23. Januar 2020: Markus Bär (Physikalisch-Technische Bundesanstalt, Berlin)
"Emergence and control of patterns in active fluids"
Active fluids like suspensions of bacteria, microtubule bundles and artificial microswimmers consist of individuals that are able to transform internal energy into a directed motion. The talk surveys a variety of surprising examples for spatiotemporal self-organisation of active matter like mechano-chemical waves in giant amoeba cells and mesoscale turbulence in suspension of swimmers. Many efforts have been made to understand the influence of individual’s properties onto the emergence of pattern on the meso- or macroscale. In the talk, we first formulate “microscopic” equations of motion for a collection of active particles that interact through short-range alignment and long-range hydrodynamic interactions and are subject to rotational and translational noise. A derivation of “mesoscale” continuum equations from the equations of motion of this collection of interacting model swimmers will then be sketched. Depending on the symmetry of the interaction between swimmers the continuum equations obtained lead to polar or nematic order parameter equations coupled to the hydrodynamic equation of the surrounding fluid. As a result, the different symmetries lead to the emergence of different topological defect as well as different forms of collective motion and patterns. Here, the phenomenon of mesoscale turbulence is discussed in detail and compared to recent experiments. Finally, the topic of control of emerging patterns in swimmer suspensions by means of external fields and periodic arrays of obstacles is addressed.
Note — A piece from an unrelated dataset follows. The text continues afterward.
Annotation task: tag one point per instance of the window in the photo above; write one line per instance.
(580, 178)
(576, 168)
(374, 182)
13. December 2019, 14:00, Andreas-Pfitzmann-Bau APB 1096: Marek Kimmel (Rice University, Houston and Silesian University of Technology)
"Statistical Inference of growth and mutation patterns of tumors based on genomic data"
We present a mathematical model of growth of secondary clones in cancer cell populations, anchored in the coalescence theory. Recent years have seen considerable work on inference about cancer evolution from mutations identified in cancer samples. Much of the modeling work has been based on classical models of population genetics, generalized to accommodate time-varying cell population size. Reverse-time, genealogical views of such models, have been used to infer aspects of the past of growing populations. Another approach is to use branching processes, the simplest scenario being the classical linear birth-death process. Inference from evolutionary models of DNA often exploits summary statistics of the sequence data, a common one being the so-called Site Frequency Spectrum (SFS). In a bulk tumor sequencing experiment we can estimate for each site at which a novel somatic point mutation has arisen, the proportion of cells that carry that mutation. These numbers are then grouped into collections of sites which have similar mutant fractions. We examine how the SFS based on birth-death processes differs from those based on the coalescent model. This may stem from the different sampling mechanisms in the two approaches. However, we also show that despite this, they are quantitatively comparable for the range of parameters typical for tumor cell populations. We also present a model of tumor evolution with selective sweeps, and demonstrate how it may help in understanding the history of a tumor as well as the influence of data pre-processing. Based on the model, we describe difficulties in reconstructing past demography of tumors. Considerations are illustrated by analysis of site frequency spectra of tumors from The Cancer Genome Atlas.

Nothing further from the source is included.